Karenanya dalam mewujudkan diri sebagai "citra Allah" tersebut,
manusia berusaha mengatur dan menaklukkan dunia ciptaan. Dengan ini, manusia dipanggil untuk membangun dunia. Namun
Konsili sadar bahwa seringkali usaha manusia yang indah itu dicemarkan oleh
dosa, sehingga situasi dunia tidak ideal karena diwarnai oleh peperangan dan
kebencian. Dunia baru yang diharapakan adalah dunia manusia yang hidup dalam
persaudaraan. Harapannya, hal itu nyata dalam dunia sehari-hari.
Dalam
membangun dunia ini manusia tidak melupakan cita-cita akan kediaman dan dunia
baru yang akan diberikan Allah kepada manusia, dunia dimana maut tak berkuasa
lagi dan manusia hidup berdampingan dalam keadilan, kedamaian dan kebahagiaan.
Dunia ini hanyalah tercapai dengan datangnya Kerajaan Allah secara definitif.

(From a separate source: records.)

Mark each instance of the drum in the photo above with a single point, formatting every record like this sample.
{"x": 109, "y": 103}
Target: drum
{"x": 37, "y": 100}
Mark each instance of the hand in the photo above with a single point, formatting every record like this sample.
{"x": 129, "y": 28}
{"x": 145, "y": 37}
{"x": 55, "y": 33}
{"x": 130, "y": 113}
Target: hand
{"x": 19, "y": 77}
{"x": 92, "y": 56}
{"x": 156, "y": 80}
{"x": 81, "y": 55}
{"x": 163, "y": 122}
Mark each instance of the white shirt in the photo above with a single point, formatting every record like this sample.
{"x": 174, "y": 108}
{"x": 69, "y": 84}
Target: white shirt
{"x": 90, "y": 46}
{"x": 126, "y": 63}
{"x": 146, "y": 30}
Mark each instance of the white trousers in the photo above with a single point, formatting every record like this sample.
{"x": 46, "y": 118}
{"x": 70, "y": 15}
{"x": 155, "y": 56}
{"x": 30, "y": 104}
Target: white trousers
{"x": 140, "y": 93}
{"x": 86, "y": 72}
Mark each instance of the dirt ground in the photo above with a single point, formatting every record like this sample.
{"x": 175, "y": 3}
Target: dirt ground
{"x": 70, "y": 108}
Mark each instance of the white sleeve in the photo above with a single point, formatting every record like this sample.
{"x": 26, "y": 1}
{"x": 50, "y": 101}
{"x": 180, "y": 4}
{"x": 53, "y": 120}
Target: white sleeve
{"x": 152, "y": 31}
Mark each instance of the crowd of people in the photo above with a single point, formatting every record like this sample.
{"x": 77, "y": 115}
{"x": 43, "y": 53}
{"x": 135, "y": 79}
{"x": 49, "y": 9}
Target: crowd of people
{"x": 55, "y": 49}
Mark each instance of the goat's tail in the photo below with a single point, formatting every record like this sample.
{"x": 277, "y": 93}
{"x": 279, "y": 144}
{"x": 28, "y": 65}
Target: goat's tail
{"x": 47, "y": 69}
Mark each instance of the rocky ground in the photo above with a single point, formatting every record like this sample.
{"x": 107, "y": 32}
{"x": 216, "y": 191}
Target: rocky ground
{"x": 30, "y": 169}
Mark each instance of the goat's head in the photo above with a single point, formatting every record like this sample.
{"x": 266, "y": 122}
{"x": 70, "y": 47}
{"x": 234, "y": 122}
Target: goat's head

Tetapi dunia tersebut bukan juga sesuatu yang jauh, melainkan sudah mulai hadir
di dunia ini. datang, namun dunia yang akan datang itu sudah hadir pada masa
kini, meski belum mencapai kepenuhannya. Gereja memang mengejar keselamatan
yang akan datang itu, karena itulah yang menjadi tujuan akhir umat manusia,
hidup berbahagia dalam relasi dengan Allah sendiri. Sebagaimana misteri Gereja
sendiri yang sekaligus kelihatan dan tak kelihatan, demikian pula perwujudan
keselamatan yang harus diwartakan oleh Gereja, bersumber dan bertujuan pada
kehidupan bersama Allah, namun mulai menjadi nyata dalam dunia ini.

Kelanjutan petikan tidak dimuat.